PAYSAGES SUISSES DANS LA LITTÉRATURE MONDIALE (6)

«L’âme avait crié son adieu, sa malédiction»

Alors qu’il a recherché vainement son camarade perdu dans la montagne, le jeune guide Ulrich Kunsi croit entendre sa voix. Extrait de la nouvelle «L’Auberge», de Guy de Maupassant

Alors qu’il a recherché vainement son camarade perdu dans la montagne, le jeune guide Ulrich Kunsi croit entendre sa voix.

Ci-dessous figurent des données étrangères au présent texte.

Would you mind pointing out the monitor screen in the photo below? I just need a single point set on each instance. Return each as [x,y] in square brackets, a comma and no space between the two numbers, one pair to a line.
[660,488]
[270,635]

«Puis il attendit. Tout demeura muet sur la montagne! Alors une épouvante le secoua jusqu’aux os. D’un bond il rentra dans l’auberge, ferma la porte et poussa les verrous; puis il tomba grelottant sur une chaise, certain qu’il venait d’être appelé par son camarade au moment où il rendait l’esprit.

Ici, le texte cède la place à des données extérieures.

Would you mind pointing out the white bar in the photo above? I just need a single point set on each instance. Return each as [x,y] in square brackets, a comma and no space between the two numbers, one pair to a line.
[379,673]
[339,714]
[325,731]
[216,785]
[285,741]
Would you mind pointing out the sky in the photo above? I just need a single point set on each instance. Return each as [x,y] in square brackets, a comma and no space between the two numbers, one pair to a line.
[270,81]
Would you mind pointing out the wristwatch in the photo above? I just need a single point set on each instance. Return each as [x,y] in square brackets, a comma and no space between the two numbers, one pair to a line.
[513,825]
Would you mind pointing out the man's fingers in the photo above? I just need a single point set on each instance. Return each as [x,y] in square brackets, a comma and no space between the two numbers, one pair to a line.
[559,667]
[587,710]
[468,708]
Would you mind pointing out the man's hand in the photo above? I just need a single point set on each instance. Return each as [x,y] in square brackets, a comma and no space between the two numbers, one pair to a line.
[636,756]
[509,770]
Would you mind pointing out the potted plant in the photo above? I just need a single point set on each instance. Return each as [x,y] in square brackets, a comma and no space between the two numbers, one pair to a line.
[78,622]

De cela il était sûr, comme on est sûr de vivre ou de manger du pain. Le vieux Gaspard Hari avait agonisé pendant deux jours et trois nuits quelque part, dans un trou, dans un de ces profonds ravins immaculés dont la blancheur est plus sinistre que les ténèbres des souterrains. Il avait agonisé pendant deux jours et trois nuits, et il venait de mourir tout à l’heure en pensant à son compagnon. Et son âme à peine libre s’était envolée vers l’auberge où dormait Ulrich, et elle l’avait appelé de par la vertu mystérieuse et terrible qu’ont les âmes des morts de hanter les vivants. Elle avait crié, cette âme sans voix, dans l’âme accablée du dormeur; elle avait crié son adieu dernier, ou son reproche, ou sa malédiction sur l’homme qui n’avait point assez cherché.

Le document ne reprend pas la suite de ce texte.